---
jupytext:
  formats: md:myst
  text_representation:
    extension: .md
    format_name: myst
  name: python3
---

(sec:acquisition-functions)=
# Acquisition functions

We will consider two different acquisition functions:
* Expected Improvement (EI)
* Lower Confidence Bound (LCB)


Note that we abbreviate the notation below and write $\mathcal{A}(\mathbf{\theta}) \equiv \mathcal{A}(\mathbf{\theta}| D)$.

## Expected Improvement
The expected improvement acquisition function is defined by the
expectation value of the rectifier ${\rm max}(0,f_{\rm min} -
f(\mathbf{\theta}))$, i.e. we reward any expected reduction of $f$ in
proportion to the reduction $f_{\rm min} - f(\mathbf{\theta})$. This can be evaluated analytically

$$
\begin{align}
  \begin{split}
    \mathcal{A}_{\rm EI}({\mathbf{\theta}})=  \langle {\rm max}(0,f_{\rm min} - f(\mathbf{\theta})) \rangle &= \int_{-\infty}^{\infty} {\rm max}(0,f_{\rm min}-f)\mathcal{N}(f(\mathbf{\theta})|\mu(\mathbf{\theta}),\sigma(\mathbf{\theta})^2)\,\, df(\mathbf{\theta}) \\
           &= \int_{-\infty}^{f_{\rm min}} (f_{\rm min} - f) \frac{1}{\sqrt{2\pi \sigma^2}}\exp\left[{-\frac{(f-\mu)^2}{2\sigma^2}}\right] \,\,df  \\
            &= (f_{\rm min} - \mu)\Phi\left(\frac{f_{\rm min} - \mu}{\sigma}\right) + \sigma \phi\left(\frac{f_{\rm min} - \mu}{\sigma}\right) \\
            &= \sigma \left( z \Phi(z) + \phi(z) \right),
  \end{split}  
\end{align}
$$


where

$$
\mathcal{N}(f(\mathbf{\theta})|\mu(\mathbf{\theta}),\sigma(\mathbf{\theta})^2)
$$

indicates the density function of the normal distribution, whereas the standard normal distribution and the cumulative
distribution function are denoted
$\phi$ and $\Phi$, respectively, and we dropped the explicit
dependence on $\mathbf{\theta}$ in the third step. 

In the last step we
write the result in the standard normal variable $z=\frac{f_{\rm
    min}-\mu}{\sigma}$. BayesOpt will exploit regions of expected
improvement when the term $z \Phi(z)$ dominates, while new, unknown
regions will be explored when the second term $\phi(z)$ dominates.
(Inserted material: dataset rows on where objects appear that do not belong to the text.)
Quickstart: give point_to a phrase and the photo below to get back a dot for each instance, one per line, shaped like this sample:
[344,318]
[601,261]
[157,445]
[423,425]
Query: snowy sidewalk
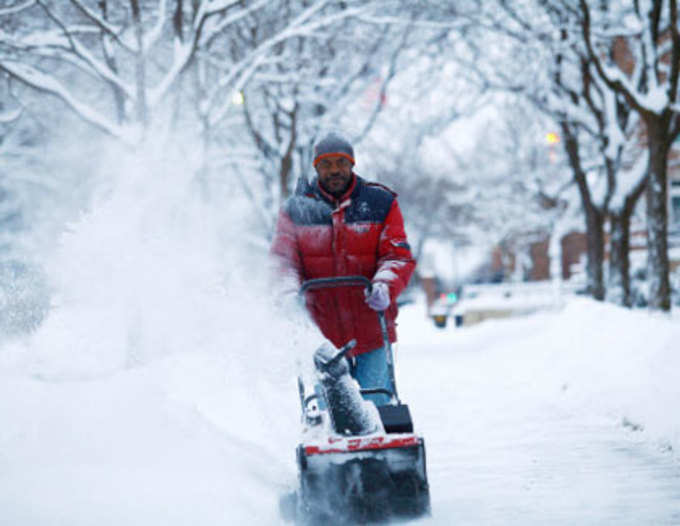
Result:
[518,432]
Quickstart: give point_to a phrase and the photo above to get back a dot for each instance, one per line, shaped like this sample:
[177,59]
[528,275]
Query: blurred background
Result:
[529,142]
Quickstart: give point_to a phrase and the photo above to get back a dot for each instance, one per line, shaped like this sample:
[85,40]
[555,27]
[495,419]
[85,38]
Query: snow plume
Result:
[163,374]
[153,270]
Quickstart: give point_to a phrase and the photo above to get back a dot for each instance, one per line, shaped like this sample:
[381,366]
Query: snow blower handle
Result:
[344,281]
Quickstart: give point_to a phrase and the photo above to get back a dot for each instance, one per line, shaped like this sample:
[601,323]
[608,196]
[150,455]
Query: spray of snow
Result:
[163,352]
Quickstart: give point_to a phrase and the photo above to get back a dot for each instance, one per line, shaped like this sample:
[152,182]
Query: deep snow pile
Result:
[594,357]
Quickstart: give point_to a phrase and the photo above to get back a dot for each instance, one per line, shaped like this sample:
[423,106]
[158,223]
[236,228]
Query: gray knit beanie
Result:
[333,144]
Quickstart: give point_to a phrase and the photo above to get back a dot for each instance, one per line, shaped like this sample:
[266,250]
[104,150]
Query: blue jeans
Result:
[371,370]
For
the expected improvement acquisition function, the
exploration-exploitation balance is entirely determined by the set of
observed data $\mathcal{D}_n$ and the $\mathcal{GP}$ kernel.

Note 1: Density function of the normal distribution:
  $\mathcal{N}(\theta|\mu,\sigma^2) =
  \frac{1}{\sqrt{2\pi}\sigma}\exp\left(
  -\frac{1}{2\sigma^2}(\theta-\mu)^2\right)$ 
  
 Note 2: Density function of the *standard* normal distribution: $\phi(z) \equiv \mathcal{N}(z|\mu=0,\sigma^2=1) = \frac{1}{\sqrt{2 \pi}}\exp\left( -\frac{1}{2}z^2\right)$
 
 Note 3: Cumulative distribution function of the standard normal: $\Phi(z) = \frac{1}{\sqrt{2\pi}} \int_{-\infty}^{z}\exp\left(-\frac{t^2}{2}\right)\, dt$

## Lower Confidence Bound
The lower confidence-bound acquisition function introduces an additional
parameter $\beta$ that explicitly sets the level of exploration

$$
  \mathcal{A}(\mathbf{\theta})_{\rm LCB} = \beta \sigma(\mathbf{\theta}) - \mu(\mathbf{\theta}).
$$

The maximum of this acquisition function will occur for the maximum of
the $\beta$-enlarged confidence envelope of the $\mathcal{GP}$. We
use $\beta=2$, which is a very common setting. Larger values of
$\beta$ leads to even more explorative BayesOpt algorithms.